If you sign a contract in bad faith, then you are in principle not agreeing to the contract, as you are not abiding by the essentialia of the agreement. Which is that both parties must willfully agree to the terms, and sign it bona fide.
Cute theory. The problem with that is that the burden of proof is with the ones questioning the bad faith. Good luck with that.
People would admit bad faith to friends, family and/or close workers, not in writing to their boss or HR.
Non-compete clauses are there specifically to protect the employer, to prevent employees from stealing their ideas or clients and setting up shop in the same jurisdiction as the employer's area of business. If you sign a non-compete in bad faith, then it means you have the intention perhaps in future to do exactly that. Steal their business.

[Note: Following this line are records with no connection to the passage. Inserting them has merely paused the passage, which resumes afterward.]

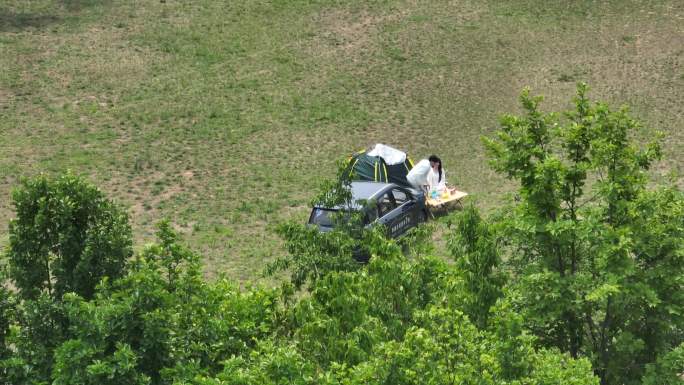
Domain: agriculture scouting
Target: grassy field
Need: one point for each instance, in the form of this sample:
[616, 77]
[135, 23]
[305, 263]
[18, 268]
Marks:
[223, 115]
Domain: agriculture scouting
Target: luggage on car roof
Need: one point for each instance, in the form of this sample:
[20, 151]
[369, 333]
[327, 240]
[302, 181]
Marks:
[381, 164]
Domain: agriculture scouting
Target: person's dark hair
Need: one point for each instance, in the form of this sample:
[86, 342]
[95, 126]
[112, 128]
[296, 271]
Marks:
[435, 159]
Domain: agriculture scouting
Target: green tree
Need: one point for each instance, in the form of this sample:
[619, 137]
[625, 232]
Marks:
[590, 266]
[66, 237]
[474, 247]
[160, 322]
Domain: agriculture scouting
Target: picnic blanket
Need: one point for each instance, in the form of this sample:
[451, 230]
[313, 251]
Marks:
[454, 196]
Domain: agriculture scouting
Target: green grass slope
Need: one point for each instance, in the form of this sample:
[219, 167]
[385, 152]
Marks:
[223, 115]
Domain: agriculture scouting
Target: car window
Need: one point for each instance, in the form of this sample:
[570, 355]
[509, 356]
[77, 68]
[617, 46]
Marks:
[386, 204]
[400, 196]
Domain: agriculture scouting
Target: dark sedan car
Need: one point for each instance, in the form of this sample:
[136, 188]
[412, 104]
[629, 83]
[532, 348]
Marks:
[396, 207]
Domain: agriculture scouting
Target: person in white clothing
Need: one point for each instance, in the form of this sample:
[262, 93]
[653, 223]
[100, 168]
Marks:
[427, 174]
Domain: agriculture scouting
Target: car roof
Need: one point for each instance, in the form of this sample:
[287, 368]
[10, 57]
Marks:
[362, 190]
[365, 190]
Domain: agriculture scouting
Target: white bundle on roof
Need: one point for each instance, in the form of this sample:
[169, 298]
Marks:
[390, 154]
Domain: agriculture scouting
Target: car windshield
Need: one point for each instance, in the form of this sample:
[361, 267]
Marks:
[322, 217]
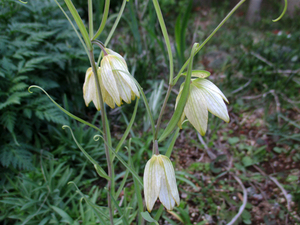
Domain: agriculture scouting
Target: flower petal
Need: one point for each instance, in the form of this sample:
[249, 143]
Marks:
[111, 52]
[165, 195]
[109, 81]
[90, 90]
[196, 109]
[215, 104]
[170, 178]
[209, 85]
[152, 182]
[121, 70]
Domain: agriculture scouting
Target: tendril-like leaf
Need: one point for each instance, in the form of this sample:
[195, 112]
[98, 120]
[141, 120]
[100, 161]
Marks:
[283, 12]
[98, 168]
[65, 111]
[97, 137]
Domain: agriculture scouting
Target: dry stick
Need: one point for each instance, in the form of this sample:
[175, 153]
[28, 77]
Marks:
[278, 184]
[241, 88]
[209, 153]
[244, 201]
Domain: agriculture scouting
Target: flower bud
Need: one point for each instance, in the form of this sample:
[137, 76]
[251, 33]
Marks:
[160, 182]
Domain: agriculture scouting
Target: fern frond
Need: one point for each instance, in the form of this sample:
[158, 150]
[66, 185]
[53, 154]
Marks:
[18, 157]
[8, 120]
[18, 87]
[14, 98]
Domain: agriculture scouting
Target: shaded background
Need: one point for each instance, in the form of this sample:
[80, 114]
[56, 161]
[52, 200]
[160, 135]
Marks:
[254, 61]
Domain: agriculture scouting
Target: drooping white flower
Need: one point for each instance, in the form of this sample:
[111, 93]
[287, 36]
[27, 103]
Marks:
[204, 96]
[90, 92]
[115, 81]
[116, 78]
[160, 182]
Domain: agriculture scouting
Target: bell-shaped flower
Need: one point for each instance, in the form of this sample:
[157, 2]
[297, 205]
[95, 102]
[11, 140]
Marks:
[160, 182]
[90, 92]
[116, 78]
[204, 96]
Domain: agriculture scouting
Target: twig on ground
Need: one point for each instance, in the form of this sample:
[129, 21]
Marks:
[241, 88]
[209, 153]
[244, 201]
[283, 191]
[278, 184]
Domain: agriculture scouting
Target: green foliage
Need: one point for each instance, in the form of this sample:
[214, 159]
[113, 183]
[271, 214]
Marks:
[39, 52]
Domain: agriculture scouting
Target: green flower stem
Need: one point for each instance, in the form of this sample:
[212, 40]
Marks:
[113, 28]
[283, 12]
[166, 36]
[107, 153]
[79, 23]
[207, 39]
[162, 110]
[90, 8]
[104, 19]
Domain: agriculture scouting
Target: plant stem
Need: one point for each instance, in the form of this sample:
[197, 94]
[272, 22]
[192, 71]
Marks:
[104, 18]
[91, 28]
[162, 110]
[107, 153]
[166, 36]
[207, 39]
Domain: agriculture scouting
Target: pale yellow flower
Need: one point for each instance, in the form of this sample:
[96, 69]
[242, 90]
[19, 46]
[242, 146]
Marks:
[116, 78]
[204, 96]
[115, 82]
[90, 92]
[160, 182]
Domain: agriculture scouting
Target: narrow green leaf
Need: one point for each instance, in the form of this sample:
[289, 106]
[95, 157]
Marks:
[97, 210]
[181, 103]
[65, 111]
[104, 18]
[119, 209]
[98, 168]
[96, 138]
[198, 73]
[63, 214]
[128, 128]
[283, 12]
[171, 145]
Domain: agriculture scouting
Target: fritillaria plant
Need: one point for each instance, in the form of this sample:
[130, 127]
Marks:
[108, 81]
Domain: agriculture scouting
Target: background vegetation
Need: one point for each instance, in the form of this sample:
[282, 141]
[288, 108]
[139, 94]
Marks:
[256, 66]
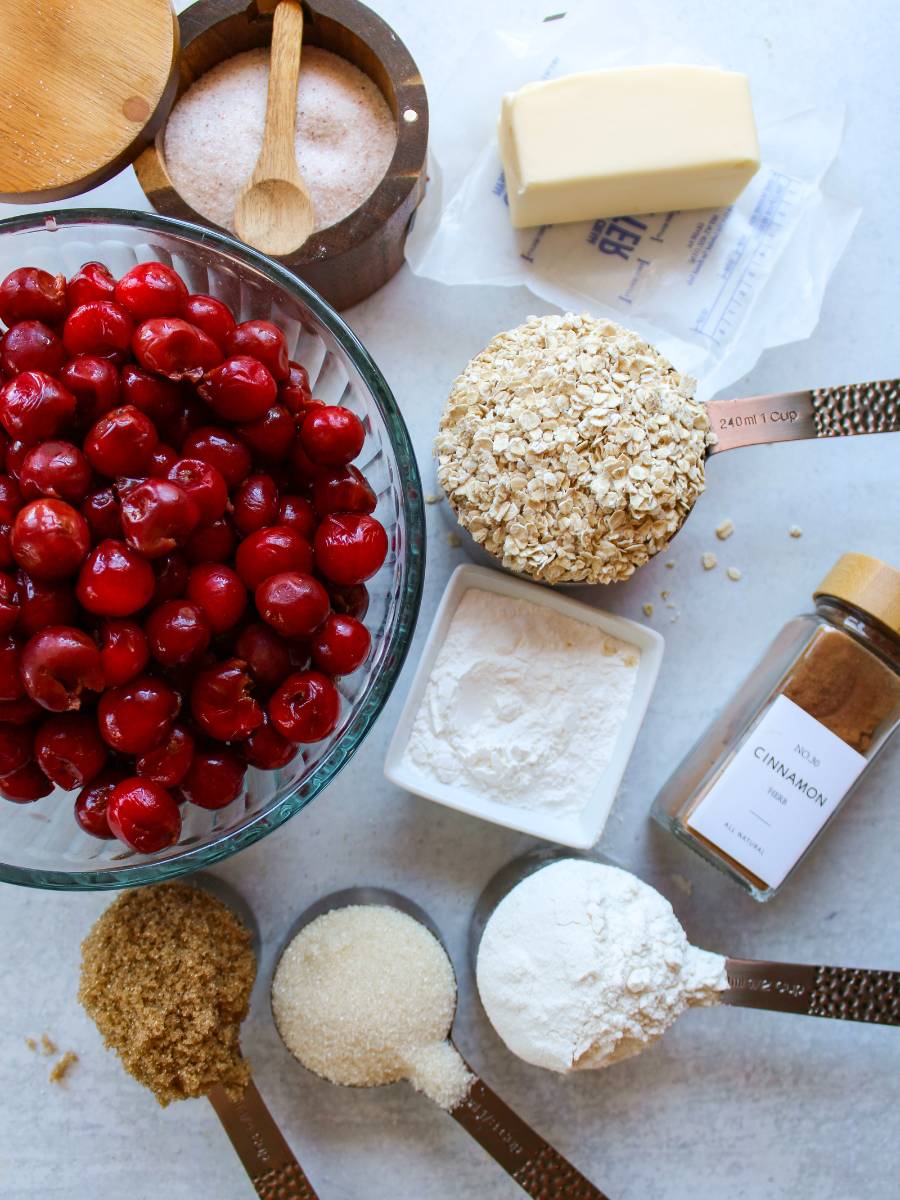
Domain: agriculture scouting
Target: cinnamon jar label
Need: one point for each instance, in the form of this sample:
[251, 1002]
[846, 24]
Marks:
[778, 791]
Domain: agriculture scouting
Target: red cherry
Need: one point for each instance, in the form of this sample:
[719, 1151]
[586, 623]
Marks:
[121, 443]
[114, 581]
[220, 593]
[263, 341]
[58, 664]
[267, 655]
[345, 490]
[298, 513]
[6, 559]
[31, 346]
[293, 604]
[241, 389]
[90, 282]
[169, 762]
[69, 750]
[143, 815]
[157, 516]
[35, 407]
[331, 435]
[163, 460]
[100, 328]
[173, 348]
[102, 514]
[137, 715]
[151, 289]
[349, 599]
[19, 712]
[10, 499]
[221, 450]
[94, 382]
[179, 633]
[16, 748]
[124, 652]
[351, 547]
[49, 539]
[189, 418]
[10, 606]
[31, 294]
[306, 707]
[203, 484]
[222, 702]
[271, 437]
[271, 551]
[341, 645]
[25, 785]
[256, 504]
[16, 454]
[171, 577]
[58, 469]
[90, 807]
[43, 604]
[157, 399]
[294, 393]
[215, 779]
[211, 316]
[267, 749]
[211, 544]
[11, 683]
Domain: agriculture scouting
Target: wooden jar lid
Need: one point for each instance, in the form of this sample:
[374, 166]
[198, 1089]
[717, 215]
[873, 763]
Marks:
[84, 85]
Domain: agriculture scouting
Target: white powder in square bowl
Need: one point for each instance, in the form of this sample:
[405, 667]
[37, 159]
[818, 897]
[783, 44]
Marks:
[523, 706]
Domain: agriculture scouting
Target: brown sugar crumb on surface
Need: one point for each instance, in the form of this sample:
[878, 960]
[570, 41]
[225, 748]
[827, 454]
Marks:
[166, 976]
[61, 1068]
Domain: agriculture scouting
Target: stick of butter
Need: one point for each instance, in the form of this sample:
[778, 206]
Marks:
[627, 141]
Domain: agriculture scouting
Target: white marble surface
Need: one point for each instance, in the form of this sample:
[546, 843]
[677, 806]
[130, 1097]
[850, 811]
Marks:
[732, 1103]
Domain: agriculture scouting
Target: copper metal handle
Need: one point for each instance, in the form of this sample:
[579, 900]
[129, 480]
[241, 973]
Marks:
[261, 1146]
[846, 994]
[537, 1168]
[821, 413]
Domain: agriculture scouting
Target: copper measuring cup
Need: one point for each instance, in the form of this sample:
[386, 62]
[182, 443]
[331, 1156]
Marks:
[533, 1163]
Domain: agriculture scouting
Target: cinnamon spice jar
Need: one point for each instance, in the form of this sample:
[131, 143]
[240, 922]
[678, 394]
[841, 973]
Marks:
[786, 753]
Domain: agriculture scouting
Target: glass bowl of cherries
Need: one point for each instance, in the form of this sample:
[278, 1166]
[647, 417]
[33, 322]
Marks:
[211, 547]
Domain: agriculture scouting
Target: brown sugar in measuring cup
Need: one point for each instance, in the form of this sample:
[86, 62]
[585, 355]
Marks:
[784, 755]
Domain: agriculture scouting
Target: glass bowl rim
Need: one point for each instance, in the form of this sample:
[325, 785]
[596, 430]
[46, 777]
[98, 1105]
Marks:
[403, 625]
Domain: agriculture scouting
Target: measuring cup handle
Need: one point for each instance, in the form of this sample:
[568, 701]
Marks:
[843, 411]
[261, 1146]
[537, 1168]
[846, 994]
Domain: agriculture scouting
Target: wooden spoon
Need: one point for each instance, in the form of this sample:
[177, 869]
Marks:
[274, 211]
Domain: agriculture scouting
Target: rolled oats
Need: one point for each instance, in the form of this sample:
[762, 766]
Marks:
[571, 450]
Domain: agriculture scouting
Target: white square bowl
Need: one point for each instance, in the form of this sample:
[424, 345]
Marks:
[582, 829]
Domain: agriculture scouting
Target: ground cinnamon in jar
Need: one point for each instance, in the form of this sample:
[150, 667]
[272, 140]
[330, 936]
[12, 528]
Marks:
[166, 976]
[760, 786]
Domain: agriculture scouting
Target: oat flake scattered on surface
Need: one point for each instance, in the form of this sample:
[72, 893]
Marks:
[571, 449]
[345, 142]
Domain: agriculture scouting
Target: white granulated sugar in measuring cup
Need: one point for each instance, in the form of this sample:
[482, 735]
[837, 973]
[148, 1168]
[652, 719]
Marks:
[346, 135]
[365, 995]
[523, 705]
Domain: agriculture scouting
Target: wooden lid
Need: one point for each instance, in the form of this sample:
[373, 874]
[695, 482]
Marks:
[84, 85]
[865, 583]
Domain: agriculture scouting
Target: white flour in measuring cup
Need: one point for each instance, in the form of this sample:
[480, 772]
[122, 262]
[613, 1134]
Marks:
[712, 288]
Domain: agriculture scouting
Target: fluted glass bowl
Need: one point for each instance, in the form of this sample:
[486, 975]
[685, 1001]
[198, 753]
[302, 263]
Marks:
[40, 844]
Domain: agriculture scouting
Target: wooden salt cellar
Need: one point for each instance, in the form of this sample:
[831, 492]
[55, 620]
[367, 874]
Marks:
[352, 259]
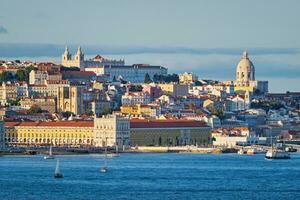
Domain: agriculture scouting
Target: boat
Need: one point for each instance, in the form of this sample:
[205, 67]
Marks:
[276, 154]
[50, 156]
[57, 173]
[104, 168]
[290, 149]
[242, 151]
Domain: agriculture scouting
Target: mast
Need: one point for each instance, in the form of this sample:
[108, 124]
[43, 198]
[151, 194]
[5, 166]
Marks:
[57, 170]
[50, 151]
[105, 159]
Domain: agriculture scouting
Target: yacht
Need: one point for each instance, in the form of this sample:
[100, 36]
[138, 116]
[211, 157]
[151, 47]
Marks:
[50, 156]
[104, 168]
[242, 151]
[57, 173]
[276, 154]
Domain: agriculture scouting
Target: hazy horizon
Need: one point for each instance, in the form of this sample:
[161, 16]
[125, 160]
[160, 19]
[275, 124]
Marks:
[204, 37]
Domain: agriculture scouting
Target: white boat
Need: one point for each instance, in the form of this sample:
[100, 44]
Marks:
[104, 168]
[50, 156]
[57, 173]
[276, 154]
[242, 151]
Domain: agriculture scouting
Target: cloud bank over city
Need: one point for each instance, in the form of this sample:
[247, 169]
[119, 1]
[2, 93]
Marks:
[205, 37]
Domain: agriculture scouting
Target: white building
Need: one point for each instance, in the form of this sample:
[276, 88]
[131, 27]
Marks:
[38, 77]
[78, 60]
[131, 98]
[245, 76]
[187, 78]
[133, 73]
[111, 130]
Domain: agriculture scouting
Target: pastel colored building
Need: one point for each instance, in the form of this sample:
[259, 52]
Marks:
[169, 132]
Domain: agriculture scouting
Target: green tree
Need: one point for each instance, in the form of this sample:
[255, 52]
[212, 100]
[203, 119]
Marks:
[6, 76]
[218, 112]
[35, 109]
[21, 75]
[147, 79]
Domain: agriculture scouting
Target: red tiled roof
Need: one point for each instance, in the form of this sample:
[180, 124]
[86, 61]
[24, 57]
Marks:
[79, 72]
[53, 124]
[138, 123]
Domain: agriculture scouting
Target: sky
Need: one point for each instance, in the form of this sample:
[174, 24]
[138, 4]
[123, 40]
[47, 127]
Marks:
[206, 37]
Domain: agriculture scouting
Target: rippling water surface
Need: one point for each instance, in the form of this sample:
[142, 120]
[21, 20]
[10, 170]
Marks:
[151, 176]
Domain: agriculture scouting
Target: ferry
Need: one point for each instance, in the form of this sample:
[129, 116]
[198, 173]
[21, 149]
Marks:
[276, 154]
[242, 151]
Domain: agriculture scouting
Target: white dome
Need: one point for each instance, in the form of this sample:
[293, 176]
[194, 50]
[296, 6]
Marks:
[245, 70]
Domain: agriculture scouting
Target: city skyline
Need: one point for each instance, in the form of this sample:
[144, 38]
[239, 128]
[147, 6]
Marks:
[206, 38]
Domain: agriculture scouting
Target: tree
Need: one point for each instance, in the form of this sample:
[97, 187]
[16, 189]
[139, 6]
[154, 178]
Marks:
[21, 75]
[218, 112]
[67, 114]
[35, 109]
[6, 76]
[147, 79]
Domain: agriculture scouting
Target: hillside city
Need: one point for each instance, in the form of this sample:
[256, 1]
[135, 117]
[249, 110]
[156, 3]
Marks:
[90, 103]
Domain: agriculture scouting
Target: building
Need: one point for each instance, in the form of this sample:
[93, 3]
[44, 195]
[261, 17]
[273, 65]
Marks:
[187, 78]
[132, 73]
[175, 89]
[169, 132]
[53, 85]
[79, 76]
[2, 134]
[8, 91]
[38, 90]
[70, 99]
[245, 77]
[111, 130]
[38, 77]
[45, 103]
[141, 110]
[131, 98]
[100, 107]
[80, 62]
[60, 133]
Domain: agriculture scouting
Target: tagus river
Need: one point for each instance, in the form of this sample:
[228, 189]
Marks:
[151, 176]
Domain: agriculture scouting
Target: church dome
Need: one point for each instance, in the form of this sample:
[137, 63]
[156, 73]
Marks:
[245, 70]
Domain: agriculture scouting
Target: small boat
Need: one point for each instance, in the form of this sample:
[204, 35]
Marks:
[57, 173]
[50, 156]
[276, 154]
[242, 151]
[290, 149]
[104, 168]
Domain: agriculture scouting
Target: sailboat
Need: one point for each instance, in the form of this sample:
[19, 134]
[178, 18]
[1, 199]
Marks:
[50, 156]
[57, 173]
[276, 154]
[104, 168]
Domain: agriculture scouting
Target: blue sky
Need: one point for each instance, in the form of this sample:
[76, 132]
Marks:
[205, 37]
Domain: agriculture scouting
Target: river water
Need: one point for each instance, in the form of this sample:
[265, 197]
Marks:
[151, 176]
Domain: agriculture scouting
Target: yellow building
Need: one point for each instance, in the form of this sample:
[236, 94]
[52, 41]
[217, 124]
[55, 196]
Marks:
[175, 89]
[169, 132]
[70, 99]
[187, 78]
[62, 133]
[45, 103]
[140, 110]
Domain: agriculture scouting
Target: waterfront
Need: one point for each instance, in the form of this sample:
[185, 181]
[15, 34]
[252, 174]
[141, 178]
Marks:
[151, 176]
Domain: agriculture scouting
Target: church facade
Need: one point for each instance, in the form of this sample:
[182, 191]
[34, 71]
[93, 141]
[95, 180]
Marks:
[245, 77]
[78, 60]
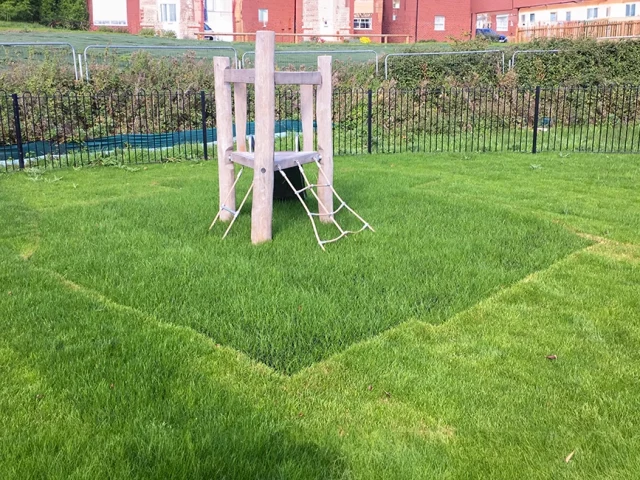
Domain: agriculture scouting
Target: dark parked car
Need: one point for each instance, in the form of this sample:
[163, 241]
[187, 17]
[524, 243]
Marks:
[490, 34]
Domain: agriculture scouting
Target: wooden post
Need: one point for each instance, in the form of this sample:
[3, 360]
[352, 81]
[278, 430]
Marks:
[224, 121]
[306, 117]
[262, 208]
[325, 137]
[240, 96]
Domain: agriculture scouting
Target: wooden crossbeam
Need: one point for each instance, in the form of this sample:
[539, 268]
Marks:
[248, 75]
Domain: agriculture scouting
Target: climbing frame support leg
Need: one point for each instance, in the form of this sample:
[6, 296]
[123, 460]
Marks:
[325, 139]
[262, 207]
[226, 175]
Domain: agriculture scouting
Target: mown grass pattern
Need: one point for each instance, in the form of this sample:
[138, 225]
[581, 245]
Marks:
[288, 304]
[93, 387]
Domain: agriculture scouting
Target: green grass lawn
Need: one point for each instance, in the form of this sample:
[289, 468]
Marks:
[134, 344]
[25, 32]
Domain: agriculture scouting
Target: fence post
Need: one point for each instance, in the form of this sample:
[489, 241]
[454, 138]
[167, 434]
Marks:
[369, 115]
[203, 114]
[16, 120]
[536, 118]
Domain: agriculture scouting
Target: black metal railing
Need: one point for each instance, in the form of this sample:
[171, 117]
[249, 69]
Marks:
[142, 127]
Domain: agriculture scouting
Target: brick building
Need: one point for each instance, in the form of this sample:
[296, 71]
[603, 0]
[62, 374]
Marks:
[183, 17]
[420, 19]
[427, 20]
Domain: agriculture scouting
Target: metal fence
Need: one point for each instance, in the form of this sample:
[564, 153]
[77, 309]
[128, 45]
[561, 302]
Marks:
[76, 129]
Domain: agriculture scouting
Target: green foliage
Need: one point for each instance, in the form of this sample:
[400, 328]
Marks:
[580, 62]
[147, 32]
[21, 10]
[59, 13]
[167, 34]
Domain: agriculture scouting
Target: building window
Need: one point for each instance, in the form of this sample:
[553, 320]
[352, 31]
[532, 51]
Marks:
[502, 23]
[263, 16]
[168, 12]
[362, 24]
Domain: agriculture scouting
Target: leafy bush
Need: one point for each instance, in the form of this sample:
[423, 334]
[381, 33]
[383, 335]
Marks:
[147, 32]
[167, 34]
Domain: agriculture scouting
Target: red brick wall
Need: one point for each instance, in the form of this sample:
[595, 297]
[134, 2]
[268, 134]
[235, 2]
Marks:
[376, 20]
[405, 22]
[133, 15]
[513, 19]
[281, 15]
[485, 6]
[457, 15]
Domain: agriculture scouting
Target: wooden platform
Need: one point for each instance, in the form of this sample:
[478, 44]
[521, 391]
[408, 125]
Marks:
[281, 159]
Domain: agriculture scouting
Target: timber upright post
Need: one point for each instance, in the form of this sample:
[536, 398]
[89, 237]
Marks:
[224, 127]
[262, 207]
[325, 139]
[264, 160]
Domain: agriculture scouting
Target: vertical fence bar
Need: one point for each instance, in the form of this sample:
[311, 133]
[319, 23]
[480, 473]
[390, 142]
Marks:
[16, 119]
[536, 114]
[369, 115]
[203, 117]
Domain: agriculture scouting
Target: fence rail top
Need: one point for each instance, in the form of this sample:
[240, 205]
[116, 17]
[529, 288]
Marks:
[312, 52]
[452, 52]
[47, 44]
[152, 47]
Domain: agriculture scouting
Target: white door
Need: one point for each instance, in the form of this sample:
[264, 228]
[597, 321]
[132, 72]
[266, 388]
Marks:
[325, 16]
[169, 11]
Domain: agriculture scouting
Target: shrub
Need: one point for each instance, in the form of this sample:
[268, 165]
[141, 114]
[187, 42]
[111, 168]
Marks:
[167, 34]
[147, 32]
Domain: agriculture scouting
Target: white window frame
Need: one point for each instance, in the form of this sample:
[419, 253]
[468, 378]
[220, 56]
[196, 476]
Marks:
[263, 16]
[167, 13]
[502, 23]
[362, 23]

No. If that protection comes at the expense of another (constitutional) right then there might be the case where such protection is in conflict with other rights and therefore unenforceable.
I have to ask: have you ever read any non compete from pretty much any big company in, say, Europe? If you were to follow them to the letter, after you leave (voluntarily or not), you can't work for any supplier, service provider or competitor, past or present, for a period of 2-5 years in every jurisdiction the company does business in or with. People from companies like unilever, phillips, abi, diageo, nestle, ge, lvmh or p&g (big companies, global reach, tens of thousands of suppliers/etc) would be basically unemployable anywhere if you enforce those contracts. That's why they dont stick and are not pursued legally.
People tend to become specialists and that means that there is a strong chance you will stick to a specific field/industry (IT and HR tend to be exceptions to this). Even in generic things like finance, it's strange to find someone who specialized in consumer goods switching to commodities or mining. Happens but it hardly the norm. You become a specialist and that's what allows you to bring value to the table. Saying you cant work in the industry anymore (as it would mean working for the competition) is seen as a limit to your right to work in quite a few jurisdictions.
I know people who signed non competes and then moved from unilever to p&g, from nike to adidas, from puma to UA, from diageo to abi, from heineken to diageo. Not one of them was called out on their non compete. Not one. And when you ask "why?" they all tell you the same: it's expensive and odds are you will lose.
Unless it's someone very high up and with very specific knowledge or you can take clients away, they are virtually unenforceable.
PS: Just imagine if rugby players were asked to sign non competes.